1) 修改集群配置文件training/run_benchmarks/config/cluster_conf.py

# cd Flagperf/training/  
# vim run_benchmarks/config/cluster_conf.py

       集群配置文件主要包括集群服务器列表和SSH端口,按需改成您的服务器IP地址和SSH端口即可,示例如下:

# Hosts to run the benchmark. Each item is an IP address or a hostname.
HOSTS = ["10.1.2.3", "10.1.2.4", "10.1.2.5", "10.1.2.6"]  

# ssh connection port  
SSH_PORT = "22"  

2) 修改测试配置文件training/run_benchmarks/config/test_conf.py

       测试配置中主要包括FlagPerf的部署路径、数据和模型checkpoint的路径、要跑的测试benchmark case列表和每个benchmark case的配置信息等。

Tips:

  • 请根据自己所在地区,选用合适的pip源来配置PIP_SOURCE
  • 每次运行可配置多个benchmark case,每个benchmark case可以通过repeat来配置运行次数

       示例如下,如果跑nvidia GPU测试,通常您只需要修改FLAGPERF_PATH_HOST指定FlagPerf在集群服务器上的部署路径,修改CASES指定要跑的benchmark Case列表,并为每个benchmark Case配置相关信息即可。

# Set accelerator's vendor name, e.g. iluvatar, cambricon and kunlun.
# We will run benchmarks in training/<vendor>
VENDOR = "nvidia"
# Accelerator options for docker.
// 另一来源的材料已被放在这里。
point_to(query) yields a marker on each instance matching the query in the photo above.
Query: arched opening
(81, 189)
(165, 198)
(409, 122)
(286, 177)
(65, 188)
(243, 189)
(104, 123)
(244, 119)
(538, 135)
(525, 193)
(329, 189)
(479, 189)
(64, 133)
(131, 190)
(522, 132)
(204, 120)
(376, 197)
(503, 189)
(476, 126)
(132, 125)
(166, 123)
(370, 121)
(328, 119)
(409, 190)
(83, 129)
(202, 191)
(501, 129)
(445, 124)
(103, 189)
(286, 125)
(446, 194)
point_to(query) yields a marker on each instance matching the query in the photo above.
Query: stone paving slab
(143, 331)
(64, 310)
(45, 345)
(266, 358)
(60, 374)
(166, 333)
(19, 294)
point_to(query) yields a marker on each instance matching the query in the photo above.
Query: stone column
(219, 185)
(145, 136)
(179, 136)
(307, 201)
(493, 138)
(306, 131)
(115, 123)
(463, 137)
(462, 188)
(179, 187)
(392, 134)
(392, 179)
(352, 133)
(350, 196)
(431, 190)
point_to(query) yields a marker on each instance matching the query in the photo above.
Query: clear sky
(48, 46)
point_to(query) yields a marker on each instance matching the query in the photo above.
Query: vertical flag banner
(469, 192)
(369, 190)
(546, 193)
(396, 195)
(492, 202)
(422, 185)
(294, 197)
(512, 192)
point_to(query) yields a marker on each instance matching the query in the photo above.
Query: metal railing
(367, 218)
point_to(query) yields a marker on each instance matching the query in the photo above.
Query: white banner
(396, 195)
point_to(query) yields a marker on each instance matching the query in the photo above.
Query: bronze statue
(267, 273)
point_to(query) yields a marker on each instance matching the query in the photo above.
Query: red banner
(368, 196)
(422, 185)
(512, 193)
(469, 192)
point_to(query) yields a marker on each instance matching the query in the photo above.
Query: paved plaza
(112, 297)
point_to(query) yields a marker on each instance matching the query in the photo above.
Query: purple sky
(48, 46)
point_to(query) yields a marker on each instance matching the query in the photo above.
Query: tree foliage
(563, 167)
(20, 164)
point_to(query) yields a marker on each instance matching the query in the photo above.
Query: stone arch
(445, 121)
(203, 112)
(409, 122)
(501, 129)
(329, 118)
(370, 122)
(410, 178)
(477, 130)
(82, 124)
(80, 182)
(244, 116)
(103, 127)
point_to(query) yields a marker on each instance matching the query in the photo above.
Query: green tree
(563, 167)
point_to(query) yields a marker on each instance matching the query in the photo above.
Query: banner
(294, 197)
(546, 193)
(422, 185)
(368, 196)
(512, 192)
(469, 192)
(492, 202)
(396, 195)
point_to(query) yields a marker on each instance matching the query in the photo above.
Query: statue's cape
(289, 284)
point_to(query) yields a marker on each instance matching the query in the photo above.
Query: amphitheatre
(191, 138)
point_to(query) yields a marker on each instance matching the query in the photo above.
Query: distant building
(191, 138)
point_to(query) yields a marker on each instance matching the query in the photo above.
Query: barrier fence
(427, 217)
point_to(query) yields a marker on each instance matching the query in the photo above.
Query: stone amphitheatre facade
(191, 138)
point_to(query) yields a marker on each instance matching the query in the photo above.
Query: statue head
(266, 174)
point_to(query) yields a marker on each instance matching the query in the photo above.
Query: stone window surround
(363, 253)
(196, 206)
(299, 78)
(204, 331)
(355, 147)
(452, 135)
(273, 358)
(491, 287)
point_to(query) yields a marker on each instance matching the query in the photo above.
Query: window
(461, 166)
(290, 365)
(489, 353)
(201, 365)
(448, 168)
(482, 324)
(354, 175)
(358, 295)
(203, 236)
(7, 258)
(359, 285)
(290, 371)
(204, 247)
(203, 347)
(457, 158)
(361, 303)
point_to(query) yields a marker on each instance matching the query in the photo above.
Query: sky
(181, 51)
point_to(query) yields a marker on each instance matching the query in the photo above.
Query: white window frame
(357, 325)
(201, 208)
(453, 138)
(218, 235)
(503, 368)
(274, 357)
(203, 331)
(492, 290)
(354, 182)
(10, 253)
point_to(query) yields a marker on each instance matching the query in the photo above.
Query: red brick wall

TODO FIXME support more accelerators.
ACCE_CONTAINER_OPT = " --gpus all"
# XXX_VISIBLE_DEVICE item name in env
# nvidia use CUDA_VISIBLE_DEVICE and cambricon MLU_VISIBLE_DEVICES
ACCE_VISIBLE_DEVICE_ENV_NAME = "CUDA_VISIBLE_DEVICES"

# Set type of benchmarks, default or customized.
# default: run benchmarks in training/benchmarks/
# [NOT SUPPORTED] customized: run benchmarks in training/<vendor>/benchmarks/
TEST_TYPE = "default"

# Set pip source, which will be used in preparing envs in container
PIP_SOURCE = "https://mirrors.aliyun.com/pypi/simple"

# The path that flagperf deploy in the cluster.
# If not set, it will be os.path.dirname(run.py)/../../training/
FLAGPERF_PATH_HOST = "/home/flagperf/training"

# Set the mapping directory of flagperf in container.
FLAGPERF_PATH_CONTAINER = "/workspace/flagperf/training"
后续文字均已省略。